Una polémica con pique político

El alcalde arafero abandonó este año el PP y creó su propia agrupación política independiente por su descontento con los recortes de Rajoy

27.08.2015 | 02:20
Carmen Luisa Castro.

Detrás de la guerra por la raya azul y el lanzamiento de acusaciones entre uno y otro bando se esconde un pique político entre un alcalde descontento con el Partido Popular y una alcaldesa férrea defensora de las ideas de la formación del color azul.

Y es que el alcalde arafero, José Juan Lemes, abandonó el Partido Popular este mismo año debido a su descontento con las políticas aplicadas por el Gobierno central que, a su juicio, estaban perjudicando a Arafo. Lemes, quien siguió siendo el regidor del municipio aunque en minoría, creó su propio partido, la Agrupación Independiente de Arafo (A.I.A), con la que consiguió la mayoría absoluta en las elecciones municipales del pasado mes de mayo con siete concejales frente al batacazo de los populares que solo lograron un edil

El triunfo de Lemes bajo sus nuevas siglas y su marcha del PP cayó como un jarro de agua fría en el seno de los populares quienes no terminaban de creerse que todo fuera "por el ajuste económico impuesto por el Gobierno del Estado", como señaló el regidor de Arafo, sino más bien "por causas oscuras", como vino a decir incluso el presidente del Partido Popular de Tenerife, Manuel Domínguez, quien no dudó en calificar de "traición" la decisión del alcalde de Arafo.

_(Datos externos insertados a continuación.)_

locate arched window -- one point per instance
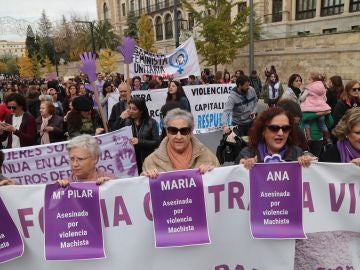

En este cruce de críticas tampoco faltó la opinión de la alcaldesa de Güímar, Carmen Luisa Castro, quien aseguró no compartir la decisión del que hasta entonces denominaba "su amigo". La regidora mostró su sorpresa por la huida de Lemes de su formación y detalló que el primer mandatario arafero "nunca me contó sus deseos de marcharse".

Desde entonces, entre Lemes y Castro no ha reinado la buena sintonía por culpa, en parte, al desacuerdo en la gestión y el mantenimiento del Polígono Industrial del Valle de Güímar. La tensión entre ambos mandatarios ha estallado con los últimos acontecimientos que el regidor arafero, quien curiosamente nació en Güímar, aún no termina de creerse. Esta mala relación entre los alcaldes vecinos, escenificada ahora a través de la muralla que Castro ha pintado en el Polígono, parece empeorar después de que Lemes le mandará un ultimátum a la regidora para terminar con la guerra de la raya.